Genome-Viz
3300 Term Project for Processing and Visualization of Genomic Data
MergePackage
TSV file data handler operating using argparse command line.
Example
python3 Genome_Viz.py test_data/ test -d MPXVInfected2wks MPXVInfected8wks -b 0 1
Tasks:
- Import and utilize Argparse Module to allow flexibility in file selection.
- Evaluate Program efficiency using tm.time.
- Implement file identification, selection, and sorting function under title: loadData().
- Based on file selection, create and identifier row denote sample status as infected or naive.
- Implement a labeling function, getNames(), to appropriately track and identify files in the final data frame.
- Initialize an empty dictionary to hold concatenated data.
- Trim the dictionary filling function fillDict().
- FillDict() should ignore empty sequence entries and disregard non-data columns while processing data for entry.
- FillDict() should be able to process flawed files with unexpected formating.
- FillDict() should store each sequence in a key relevant to the specific file the sequence was read from.
- FillDict() should return a dictionary of dictionaries upon completion.
- Sprint 1 package should print a running time and completely dictionary of dictionaries.
Tasks:
- For current coherence, single cohort data frames should be recorded and expressed as .csv files.
- For coherence the prototype should notify the user when single cohort files have been processed into a singular dictionary.
- Argparse functionality should be added to determine location and naming of output single cohort data file.
- The .csv should be written to by line, with column headers of filenames serving as the first written row.
- Column specific exposure based labels should be assigned to each header.
- In an effort to prevent overpopulation of irrelevant data, the .csv writer should require a certain amount of samples expressed for a TCR sequence to be recognized.
- As in projected dataframe expression, each row should be declared as an empty list and filled from relevant dictionary entries.
- Relevant columns lacking data dictionary entries for a certain sequence should be represented with 0’s in the row.
- Relevant efficiency and timekeeping functions should be updated to accommodate new workloads.
Sprint 3 Burndown
Tasks: (6 Tasks, 2 Weeks)
- Line separation should be mutable between \t and ,.
- Column specification should be mutable through argparse specification.
- Filetype should be mutable through argparse specification.
- Institute filtering of relevant data for classification.
- Mutable line separation variable is employed on a line by line basis when processing data.
- Dataset specification will allow for multiple datasets to be joined from a single directory specified in the command line.
Sprint 4 Burndown
Tasks: (9 Tasks, 2 Weeks)
- Cohort data frames should be processed and interpreted as floats.
- Cohort representations should be created through concatenation of all labeled files.
- The joining of this genomic data should be done by averaging sequence expression over the cohort.
- For each shared sequence between the two cohorts I want to calculate a percentage deviation.
- To avoid skewed data the percentage deviation should be normalized between 0 and 100%/
- The mean of these normalized percentages will be displayed as the overall deviation between cohorts.

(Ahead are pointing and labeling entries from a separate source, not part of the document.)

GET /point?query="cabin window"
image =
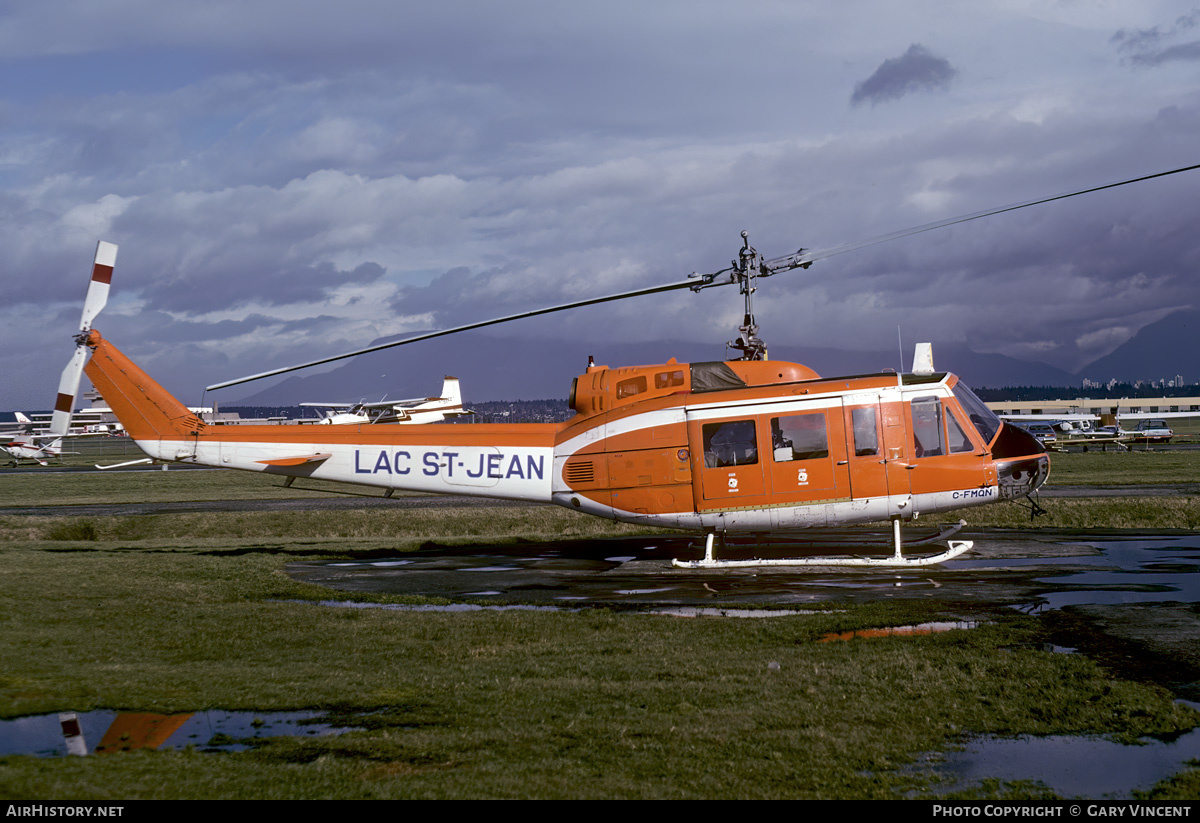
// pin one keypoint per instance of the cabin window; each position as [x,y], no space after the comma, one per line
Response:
[927,427]
[667,379]
[635,385]
[730,443]
[955,434]
[867,436]
[799,437]
[981,416]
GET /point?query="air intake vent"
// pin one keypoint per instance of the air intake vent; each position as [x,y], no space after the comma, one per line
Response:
[579,473]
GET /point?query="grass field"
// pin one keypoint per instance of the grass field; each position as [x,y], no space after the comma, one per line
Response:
[190,611]
[511,704]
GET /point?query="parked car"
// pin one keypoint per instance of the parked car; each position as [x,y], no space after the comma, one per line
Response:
[1044,432]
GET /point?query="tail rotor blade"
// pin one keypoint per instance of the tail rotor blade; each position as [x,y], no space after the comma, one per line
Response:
[96,299]
[69,385]
[101,277]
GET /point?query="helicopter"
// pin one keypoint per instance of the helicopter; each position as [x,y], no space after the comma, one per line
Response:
[745,445]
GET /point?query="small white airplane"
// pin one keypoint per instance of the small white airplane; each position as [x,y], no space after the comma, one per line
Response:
[415,410]
[22,428]
[33,450]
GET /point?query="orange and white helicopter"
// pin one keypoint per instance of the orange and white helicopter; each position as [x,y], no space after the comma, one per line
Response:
[744,445]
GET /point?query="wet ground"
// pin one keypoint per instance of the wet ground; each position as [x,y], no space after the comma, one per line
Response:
[1129,600]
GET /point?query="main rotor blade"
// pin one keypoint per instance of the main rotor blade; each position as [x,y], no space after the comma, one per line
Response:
[654,289]
[713,280]
[802,257]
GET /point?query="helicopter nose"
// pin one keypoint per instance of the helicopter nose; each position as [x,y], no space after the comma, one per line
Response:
[1021,462]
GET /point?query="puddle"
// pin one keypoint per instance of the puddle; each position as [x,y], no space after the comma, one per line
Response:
[1135,571]
[106,732]
[691,611]
[449,607]
[892,631]
[1072,767]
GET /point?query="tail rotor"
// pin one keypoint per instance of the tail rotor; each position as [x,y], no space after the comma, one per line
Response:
[96,299]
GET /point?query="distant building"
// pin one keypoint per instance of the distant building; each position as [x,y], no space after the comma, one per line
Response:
[1098,407]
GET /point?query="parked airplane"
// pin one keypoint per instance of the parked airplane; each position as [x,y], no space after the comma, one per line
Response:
[30,449]
[415,410]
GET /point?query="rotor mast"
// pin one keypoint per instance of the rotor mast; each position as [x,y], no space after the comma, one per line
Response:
[745,272]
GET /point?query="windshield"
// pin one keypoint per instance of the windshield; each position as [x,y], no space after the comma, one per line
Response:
[982,418]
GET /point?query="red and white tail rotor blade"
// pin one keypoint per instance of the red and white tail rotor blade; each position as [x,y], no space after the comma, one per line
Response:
[101,278]
[96,299]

- These normalized percentages should be appended to the dataframe.
- The sequences with the largest deviations should be presented as high-impact characteristic sequences.

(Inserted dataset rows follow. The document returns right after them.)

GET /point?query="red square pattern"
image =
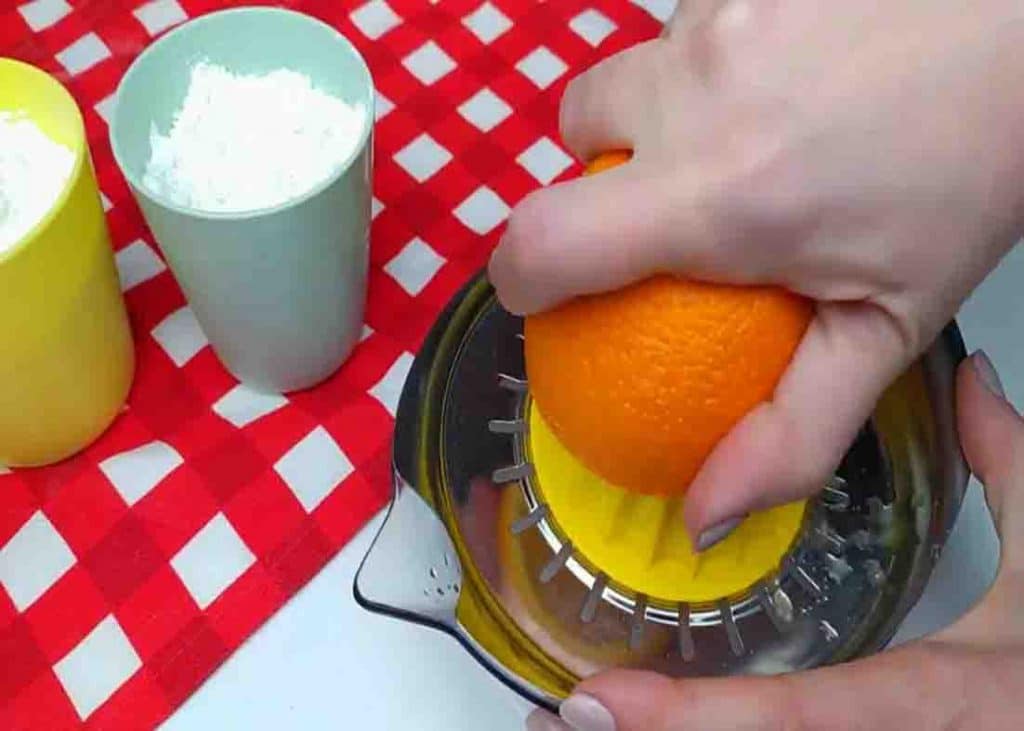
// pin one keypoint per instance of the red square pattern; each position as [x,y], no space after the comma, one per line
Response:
[123,541]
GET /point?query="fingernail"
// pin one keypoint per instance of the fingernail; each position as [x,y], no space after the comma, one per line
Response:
[541,720]
[986,372]
[717,533]
[585,713]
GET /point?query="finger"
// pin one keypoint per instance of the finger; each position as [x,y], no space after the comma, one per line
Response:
[785,448]
[591,234]
[991,433]
[605,106]
[919,687]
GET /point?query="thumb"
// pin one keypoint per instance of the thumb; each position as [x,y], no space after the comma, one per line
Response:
[991,433]
[921,686]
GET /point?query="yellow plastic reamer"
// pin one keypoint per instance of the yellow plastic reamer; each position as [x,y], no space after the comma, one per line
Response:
[640,541]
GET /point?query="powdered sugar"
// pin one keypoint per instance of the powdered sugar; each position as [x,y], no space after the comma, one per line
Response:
[242,142]
[34,170]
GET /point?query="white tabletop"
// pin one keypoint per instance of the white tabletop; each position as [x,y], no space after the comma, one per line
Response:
[323,662]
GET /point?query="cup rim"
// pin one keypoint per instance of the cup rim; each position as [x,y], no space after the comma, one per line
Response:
[246,214]
[79,148]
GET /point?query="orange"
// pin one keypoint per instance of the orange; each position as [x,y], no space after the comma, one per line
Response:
[641,383]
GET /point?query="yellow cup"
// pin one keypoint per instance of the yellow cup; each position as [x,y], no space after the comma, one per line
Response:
[67,359]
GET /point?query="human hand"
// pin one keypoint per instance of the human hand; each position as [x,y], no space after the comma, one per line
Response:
[865,155]
[966,677]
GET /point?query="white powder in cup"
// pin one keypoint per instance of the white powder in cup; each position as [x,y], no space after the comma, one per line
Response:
[242,142]
[34,170]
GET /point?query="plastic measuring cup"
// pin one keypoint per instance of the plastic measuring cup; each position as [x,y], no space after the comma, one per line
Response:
[67,358]
[280,292]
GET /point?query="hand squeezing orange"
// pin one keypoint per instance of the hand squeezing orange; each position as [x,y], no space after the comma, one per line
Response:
[641,383]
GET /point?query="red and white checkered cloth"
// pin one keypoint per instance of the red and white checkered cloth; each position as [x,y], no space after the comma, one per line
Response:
[130,572]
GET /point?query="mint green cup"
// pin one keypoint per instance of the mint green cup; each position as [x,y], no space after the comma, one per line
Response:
[280,292]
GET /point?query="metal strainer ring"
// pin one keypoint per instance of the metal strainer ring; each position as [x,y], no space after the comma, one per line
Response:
[469,546]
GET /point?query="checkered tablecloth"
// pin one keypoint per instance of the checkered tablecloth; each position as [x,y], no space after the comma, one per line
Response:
[130,572]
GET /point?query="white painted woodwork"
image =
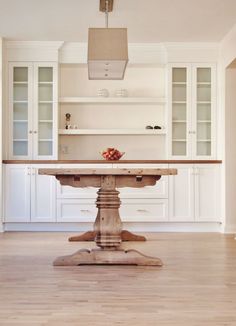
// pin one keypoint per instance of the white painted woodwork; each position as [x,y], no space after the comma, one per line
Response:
[181,194]
[43,196]
[144,210]
[207,192]
[29,197]
[160,190]
[131,131]
[115,116]
[74,210]
[17,193]
[34,126]
[192,134]
[194,193]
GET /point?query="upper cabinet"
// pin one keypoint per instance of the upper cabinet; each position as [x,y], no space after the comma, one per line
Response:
[32,110]
[192,111]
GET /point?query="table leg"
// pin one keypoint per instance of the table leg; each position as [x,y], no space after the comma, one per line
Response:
[108,228]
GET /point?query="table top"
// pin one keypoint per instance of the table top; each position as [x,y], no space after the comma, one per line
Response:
[102,171]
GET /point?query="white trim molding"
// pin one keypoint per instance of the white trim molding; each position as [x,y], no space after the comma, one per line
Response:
[32,50]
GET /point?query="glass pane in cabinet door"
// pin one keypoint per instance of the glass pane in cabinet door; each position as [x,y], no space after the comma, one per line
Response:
[45,111]
[20,111]
[179,148]
[20,148]
[45,138]
[45,74]
[20,74]
[179,111]
[45,148]
[203,111]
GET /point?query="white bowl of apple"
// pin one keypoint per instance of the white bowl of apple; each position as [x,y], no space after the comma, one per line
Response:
[112,154]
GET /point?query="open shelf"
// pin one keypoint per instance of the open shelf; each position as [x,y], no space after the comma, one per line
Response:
[71,132]
[136,100]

- The program should display the 50 highest impact sequences and their mean representation in each cohort.
Sprint 5 Burndown
Tasks: (12 Tasks, 1 Week)
- The program needs to import dash and dash_bio for their visualization capabilities.
- The program should have an html template and dash app for server creation.
- The dash app object should be created with coherent text and color.
- The visualization process should receive the data of the 50 highest impact sequences, sorted by cohort deviation.
- The cohorts should be visualized side by side in a clustergram to properly visualize differences.
- The clustergram colors should be distinct and conductive towards differentiation.
- The clustergram should identify possible clusters and recurrent behavior.
- Cohort columns should be labelled appropriately.
- Rows should be identified by sequence.
- The graph should be fitted to the screen while being large enough to distinguish individual rows.
- The graph should be added to the template in the app object.
- The server should be run without debugging to maintain an interactive single-run visualization.